CONNECTION-II – Studie naar verschil in respons op chemotherapie bij patiënten met niet uitgezaaide dikkedarmkanker
Darmkanker valt in te delen in 4 subtypes en deze subtypes hebben allen andere eigenschappen op celniveau. Een deel van de patiënten met niet uitgezaaide dikkedarmkanker waarbij de darmtumor is weggehaald, krijgen volgens de huidige behandelrichtlijn aanvullende chemotherapie (Capecitabine en Oxaliplatin) aangeboden. Deze behandeling heeft als doel om de kans dat de ziekte terug komt zo klein mogelijk te maken. De selectie van patiënten die deze behandeling krijgen, is echter nog niet optimaal. Met de huidige kennis kunnen we nog niet goed voorspellen welke patiënten daadwerkelijk baat hebben bij het krijgen van deze chemotherapie. De verschillende eigenschappen op celniveau van darmkanker kan de oorzaak zijn dat verschillende patiënten met darmkanker anders reageren op de reguliere behandeling.

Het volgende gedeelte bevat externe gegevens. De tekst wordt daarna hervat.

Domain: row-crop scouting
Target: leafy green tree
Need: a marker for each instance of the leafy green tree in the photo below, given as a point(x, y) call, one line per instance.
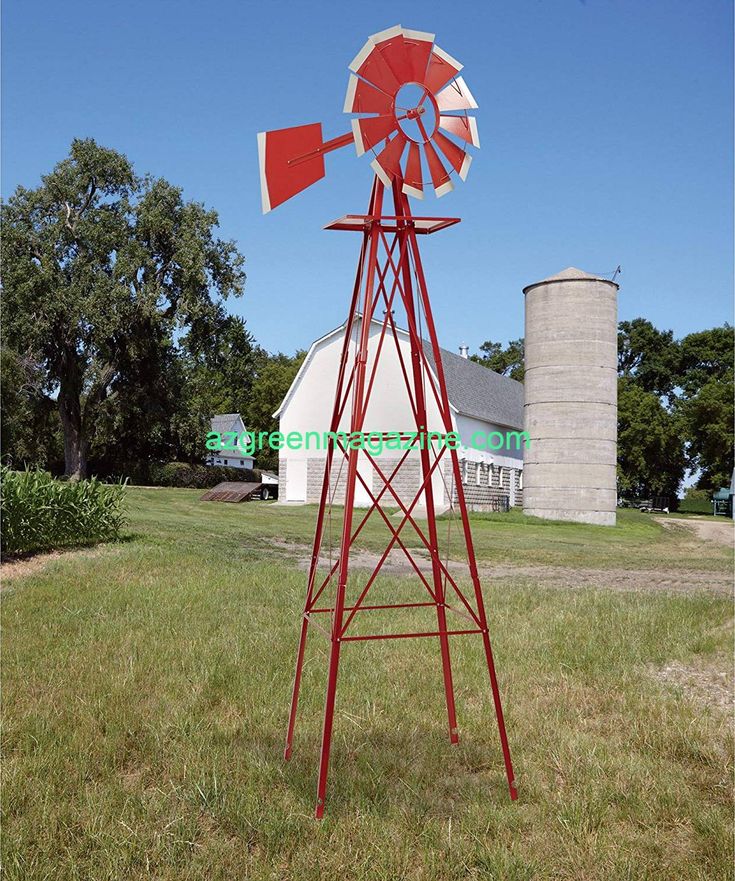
point(705, 404)
point(651, 458)
point(649, 356)
point(268, 391)
point(101, 269)
point(508, 360)
point(29, 425)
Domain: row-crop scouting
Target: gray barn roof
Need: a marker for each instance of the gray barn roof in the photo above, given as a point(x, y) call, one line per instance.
point(473, 390)
point(479, 392)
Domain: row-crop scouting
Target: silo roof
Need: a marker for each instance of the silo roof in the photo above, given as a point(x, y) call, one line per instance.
point(571, 273)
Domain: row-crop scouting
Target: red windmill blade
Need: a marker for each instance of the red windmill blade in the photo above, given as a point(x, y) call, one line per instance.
point(410, 88)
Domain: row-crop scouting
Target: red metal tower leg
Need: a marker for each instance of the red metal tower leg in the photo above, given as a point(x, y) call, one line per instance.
point(400, 201)
point(356, 423)
point(319, 531)
point(463, 510)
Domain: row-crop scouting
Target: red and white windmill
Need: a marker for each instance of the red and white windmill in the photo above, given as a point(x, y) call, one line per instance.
point(411, 114)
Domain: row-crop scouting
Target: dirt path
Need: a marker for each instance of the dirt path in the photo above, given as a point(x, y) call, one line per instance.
point(670, 581)
point(720, 531)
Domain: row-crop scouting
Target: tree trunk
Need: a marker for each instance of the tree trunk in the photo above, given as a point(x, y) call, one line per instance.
point(70, 411)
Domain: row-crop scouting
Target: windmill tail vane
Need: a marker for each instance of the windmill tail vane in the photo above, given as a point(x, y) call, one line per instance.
point(410, 109)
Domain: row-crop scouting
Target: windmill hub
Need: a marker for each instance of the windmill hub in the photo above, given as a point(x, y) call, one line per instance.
point(416, 113)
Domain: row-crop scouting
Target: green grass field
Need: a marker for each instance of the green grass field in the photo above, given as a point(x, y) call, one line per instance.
point(146, 688)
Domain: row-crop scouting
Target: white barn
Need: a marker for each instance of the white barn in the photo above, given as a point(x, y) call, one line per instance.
point(480, 399)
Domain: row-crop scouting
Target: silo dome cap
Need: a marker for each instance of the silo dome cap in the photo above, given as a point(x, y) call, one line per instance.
point(571, 273)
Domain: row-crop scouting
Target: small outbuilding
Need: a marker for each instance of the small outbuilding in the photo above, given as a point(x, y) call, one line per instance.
point(224, 425)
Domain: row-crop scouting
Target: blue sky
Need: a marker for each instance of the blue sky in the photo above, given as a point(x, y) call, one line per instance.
point(606, 130)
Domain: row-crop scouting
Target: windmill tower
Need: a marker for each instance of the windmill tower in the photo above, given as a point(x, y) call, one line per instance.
point(410, 106)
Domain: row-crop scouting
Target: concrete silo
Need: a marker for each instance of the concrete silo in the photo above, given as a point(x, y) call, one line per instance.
point(570, 403)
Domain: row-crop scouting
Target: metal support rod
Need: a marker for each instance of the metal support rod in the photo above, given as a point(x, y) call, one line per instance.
point(356, 425)
point(463, 511)
point(422, 424)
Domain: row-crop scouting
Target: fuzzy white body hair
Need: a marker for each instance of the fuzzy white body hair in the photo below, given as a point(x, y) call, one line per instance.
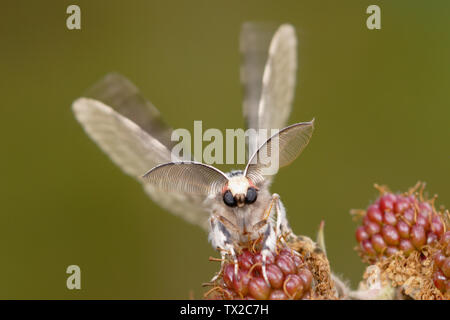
point(265, 218)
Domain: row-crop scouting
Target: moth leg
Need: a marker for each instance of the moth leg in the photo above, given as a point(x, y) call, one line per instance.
point(221, 239)
point(276, 226)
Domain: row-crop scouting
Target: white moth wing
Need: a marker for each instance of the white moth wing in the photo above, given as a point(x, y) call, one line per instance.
point(268, 74)
point(128, 146)
point(278, 81)
point(135, 152)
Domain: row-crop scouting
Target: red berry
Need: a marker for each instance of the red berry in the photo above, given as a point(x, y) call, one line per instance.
point(294, 286)
point(286, 264)
point(390, 235)
point(406, 246)
point(418, 236)
point(437, 226)
point(387, 202)
point(378, 243)
point(306, 277)
point(439, 280)
point(245, 259)
point(446, 267)
point(403, 229)
point(372, 228)
point(258, 288)
point(374, 214)
point(275, 276)
point(361, 234)
point(278, 295)
point(240, 284)
point(389, 218)
point(368, 248)
point(401, 205)
point(391, 251)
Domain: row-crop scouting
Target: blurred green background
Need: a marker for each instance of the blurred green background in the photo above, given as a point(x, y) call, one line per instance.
point(381, 100)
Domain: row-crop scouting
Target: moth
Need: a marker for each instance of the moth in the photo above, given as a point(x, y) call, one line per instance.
point(237, 206)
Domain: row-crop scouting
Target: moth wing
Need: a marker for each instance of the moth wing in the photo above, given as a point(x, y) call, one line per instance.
point(268, 74)
point(130, 146)
point(288, 144)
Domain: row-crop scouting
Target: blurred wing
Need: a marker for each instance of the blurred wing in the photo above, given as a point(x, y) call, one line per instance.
point(131, 132)
point(123, 96)
point(289, 143)
point(128, 146)
point(193, 178)
point(268, 74)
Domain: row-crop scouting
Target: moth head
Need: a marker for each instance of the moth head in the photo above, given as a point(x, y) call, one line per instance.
point(239, 191)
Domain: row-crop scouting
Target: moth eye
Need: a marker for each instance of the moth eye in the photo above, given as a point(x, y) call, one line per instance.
point(229, 199)
point(251, 195)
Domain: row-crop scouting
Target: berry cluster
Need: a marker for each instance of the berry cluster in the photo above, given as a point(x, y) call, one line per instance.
point(287, 273)
point(441, 275)
point(396, 222)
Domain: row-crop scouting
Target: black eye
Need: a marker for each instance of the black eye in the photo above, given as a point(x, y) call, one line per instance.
point(251, 195)
point(229, 199)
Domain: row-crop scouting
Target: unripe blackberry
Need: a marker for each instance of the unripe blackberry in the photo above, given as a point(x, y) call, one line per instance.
point(288, 275)
point(398, 222)
point(441, 274)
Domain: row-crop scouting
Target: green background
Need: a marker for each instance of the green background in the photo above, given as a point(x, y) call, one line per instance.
point(381, 100)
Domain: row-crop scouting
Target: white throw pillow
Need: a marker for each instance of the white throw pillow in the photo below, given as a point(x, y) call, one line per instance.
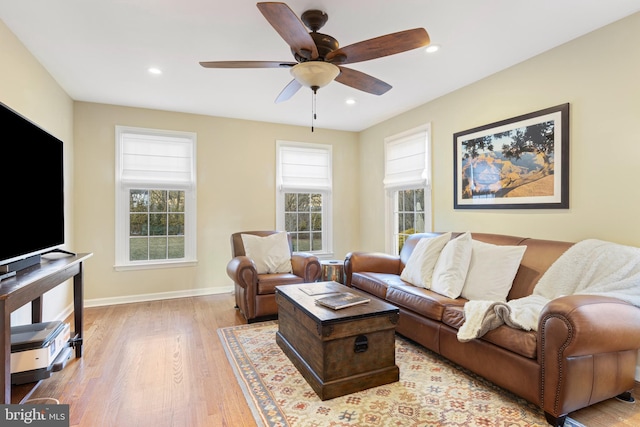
point(491, 271)
point(420, 265)
point(271, 253)
point(452, 265)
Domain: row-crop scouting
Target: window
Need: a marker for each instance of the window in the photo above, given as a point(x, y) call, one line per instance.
point(155, 198)
point(303, 195)
point(407, 185)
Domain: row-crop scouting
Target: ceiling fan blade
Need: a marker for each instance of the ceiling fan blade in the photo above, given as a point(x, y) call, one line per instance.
point(378, 47)
point(290, 28)
point(288, 91)
point(361, 81)
point(247, 64)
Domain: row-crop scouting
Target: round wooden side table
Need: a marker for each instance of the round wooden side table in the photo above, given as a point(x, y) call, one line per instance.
point(332, 269)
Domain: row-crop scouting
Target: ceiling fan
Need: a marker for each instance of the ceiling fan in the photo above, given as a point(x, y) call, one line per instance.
point(319, 59)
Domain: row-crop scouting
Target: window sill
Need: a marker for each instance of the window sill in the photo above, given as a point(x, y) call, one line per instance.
point(154, 265)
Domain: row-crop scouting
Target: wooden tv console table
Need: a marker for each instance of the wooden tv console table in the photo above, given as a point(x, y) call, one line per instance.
point(29, 285)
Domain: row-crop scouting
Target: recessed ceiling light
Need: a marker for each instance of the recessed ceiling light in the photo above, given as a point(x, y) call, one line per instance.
point(432, 48)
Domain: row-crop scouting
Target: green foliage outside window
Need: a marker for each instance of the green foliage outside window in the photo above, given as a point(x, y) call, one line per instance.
point(410, 214)
point(156, 224)
point(303, 220)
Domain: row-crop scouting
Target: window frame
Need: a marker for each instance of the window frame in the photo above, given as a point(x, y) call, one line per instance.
point(393, 187)
point(122, 213)
point(325, 189)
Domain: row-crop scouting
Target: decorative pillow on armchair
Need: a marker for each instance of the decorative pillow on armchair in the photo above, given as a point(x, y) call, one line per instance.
point(271, 254)
point(420, 265)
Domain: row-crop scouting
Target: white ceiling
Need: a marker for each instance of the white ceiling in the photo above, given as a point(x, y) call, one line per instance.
point(100, 50)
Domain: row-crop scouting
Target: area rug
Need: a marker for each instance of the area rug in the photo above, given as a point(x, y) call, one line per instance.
point(431, 390)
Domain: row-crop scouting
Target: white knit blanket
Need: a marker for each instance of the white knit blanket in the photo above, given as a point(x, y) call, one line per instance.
point(593, 267)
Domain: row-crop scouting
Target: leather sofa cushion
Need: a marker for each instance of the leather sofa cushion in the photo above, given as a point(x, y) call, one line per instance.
point(375, 283)
point(421, 301)
point(525, 343)
point(267, 282)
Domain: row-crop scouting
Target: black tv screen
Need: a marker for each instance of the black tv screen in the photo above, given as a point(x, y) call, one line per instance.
point(32, 179)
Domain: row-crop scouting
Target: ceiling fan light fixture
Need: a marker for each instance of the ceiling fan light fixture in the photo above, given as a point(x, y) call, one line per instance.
point(314, 73)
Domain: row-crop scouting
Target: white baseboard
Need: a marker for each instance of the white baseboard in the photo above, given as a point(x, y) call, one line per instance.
point(98, 302)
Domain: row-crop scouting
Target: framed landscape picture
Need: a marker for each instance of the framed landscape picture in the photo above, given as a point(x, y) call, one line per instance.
point(518, 163)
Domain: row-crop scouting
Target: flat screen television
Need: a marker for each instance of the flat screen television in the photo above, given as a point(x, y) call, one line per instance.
point(32, 178)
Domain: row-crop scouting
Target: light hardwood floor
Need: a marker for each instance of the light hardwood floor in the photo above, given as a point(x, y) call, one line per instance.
point(161, 363)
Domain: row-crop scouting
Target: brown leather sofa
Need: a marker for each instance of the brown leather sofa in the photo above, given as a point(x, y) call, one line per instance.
point(255, 293)
point(584, 351)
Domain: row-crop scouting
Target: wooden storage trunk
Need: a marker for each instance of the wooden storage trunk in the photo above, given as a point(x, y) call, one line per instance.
point(341, 351)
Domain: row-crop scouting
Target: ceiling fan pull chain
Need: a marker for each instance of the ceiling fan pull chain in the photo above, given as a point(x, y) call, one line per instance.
point(313, 106)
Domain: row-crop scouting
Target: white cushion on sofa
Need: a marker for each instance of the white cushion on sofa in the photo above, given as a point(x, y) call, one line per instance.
point(491, 271)
point(451, 268)
point(271, 254)
point(420, 265)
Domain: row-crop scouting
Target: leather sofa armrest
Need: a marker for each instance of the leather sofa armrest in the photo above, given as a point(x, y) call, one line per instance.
point(307, 266)
point(587, 348)
point(375, 262)
point(580, 325)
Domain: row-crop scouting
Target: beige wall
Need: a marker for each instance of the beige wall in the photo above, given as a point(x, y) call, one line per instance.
point(236, 191)
point(598, 75)
point(27, 87)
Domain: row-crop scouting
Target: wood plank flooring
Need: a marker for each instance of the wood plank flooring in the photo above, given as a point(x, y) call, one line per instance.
point(161, 363)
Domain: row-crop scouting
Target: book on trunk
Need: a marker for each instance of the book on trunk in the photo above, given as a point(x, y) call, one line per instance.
point(341, 300)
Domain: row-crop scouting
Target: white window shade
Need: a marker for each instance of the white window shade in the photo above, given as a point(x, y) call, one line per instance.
point(156, 159)
point(304, 168)
point(406, 161)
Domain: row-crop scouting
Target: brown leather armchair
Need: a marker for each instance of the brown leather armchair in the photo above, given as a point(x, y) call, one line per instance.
point(255, 293)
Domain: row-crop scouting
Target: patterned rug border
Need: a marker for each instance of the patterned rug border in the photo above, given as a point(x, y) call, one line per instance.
point(230, 346)
point(265, 409)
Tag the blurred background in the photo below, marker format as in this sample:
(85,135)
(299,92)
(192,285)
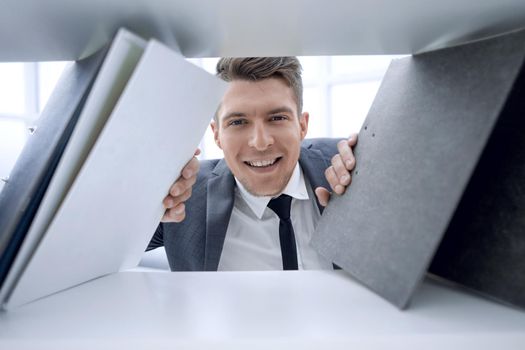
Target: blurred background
(338,92)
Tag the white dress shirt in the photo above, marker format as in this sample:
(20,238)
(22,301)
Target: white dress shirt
(252,238)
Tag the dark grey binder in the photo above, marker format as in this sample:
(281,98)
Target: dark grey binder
(435,116)
(28,181)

In deze studie wordt onderzocht of er een verschil is in effect van chemotherapie tussen patiënten met verschillende subtypes van darmkanker. Dit doen we door chemotherapie te geven voorafgaand aan de operatie en na de operatie. Het geven van chemotherapie voor de operatie in plaats van na de operatie biedt de gelegenheid om de reactie op chemotherapie microscopisch te bekijken op de tumor zelf die tijdens de operatie wordt verwijderd. Dit zou niet mogelijk zijn als we de chemotherapie pas na de operatie toedienen omdat de tumor dan al verwijderd is.
Dit onderzoek is opgezet door het UMC Utrecht in samenwerking met het PLCRC cohort, en wordt gesponsord door de Alpe d’Huzes. Er zullen naar verwachting 262 patiënten meedoen uit zowel het UMC Utrecht als andere ziekenhuizen in Nederland.